Pero el que ve la Verdad y calla, comete otro pecado. Porque quien calla la Verdad habla la mentira. Y la dice con sus obras. El pensamiento calla la verdad, pero el hombre siempre obra lo que hay en su interior.

Un pensamiento que calla la verdad, es un corazón que se cierra al amor y, por tanto, el hombre obra la mentira, el odio, el engaño, la falsedad en su vida.

Por eso, hay muchos sacerdotes, Obispos, que ven la Verdad de lo que pasa, pero callan. Y lo hacen culpablemente porque ellos son Autoridad en la Iglesia y tienen que hablar siempre la Verdad, nunca callar.

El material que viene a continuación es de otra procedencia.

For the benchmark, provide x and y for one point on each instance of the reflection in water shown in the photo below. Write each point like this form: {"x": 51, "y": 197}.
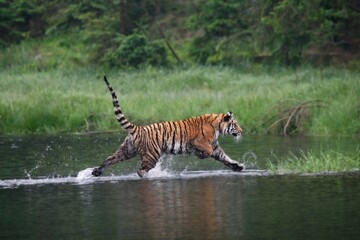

El Pastor que calla la Verdad hace que el lobo robe las ovejas con la mentira. Y comete un gran pecado al callar la Verdad: el pecado de renunciar a las ovejas de Cristo, para quedarse en su vida humana sin problemas.

Y quien renuncia a las ovejas, que Cristo le ha dado, inutiliza la Obra de la Redención de Cristo y crucifica de nuevo a Cristo en su sacerdocio, en su ministerio en la Iglesia. Y, por tanto, ese sacerdote o ese Obispo, esa Autoridad que calla, sabiendo la Verdad, se convierte en instrumento del demonio dentro de la Iglesia.

Por eso, tenemos un Vaticano que es la sinagoga de Satanás: dan culto a las obras del demonio. Se ha apartado de la Verdad. Y no se les puede dar la obediencia.

Por eso, a la Iglesia le espera las catacumbas. Es que no hay otro camino. Y al Papa Benedicto XVI le espera las catacumbas si sale de su pecado.

Primero tiene que salir del pecado; después salir de Roma. Ya es viejo, pero para el Señor no hay edades. Quien tiene la fuerza del Espíritu, aunque sea viejo, cumple la Voluntad de Dios. Y eso es lo que tiene que hacer el Papa Benedicto XVI si quiere salvarse.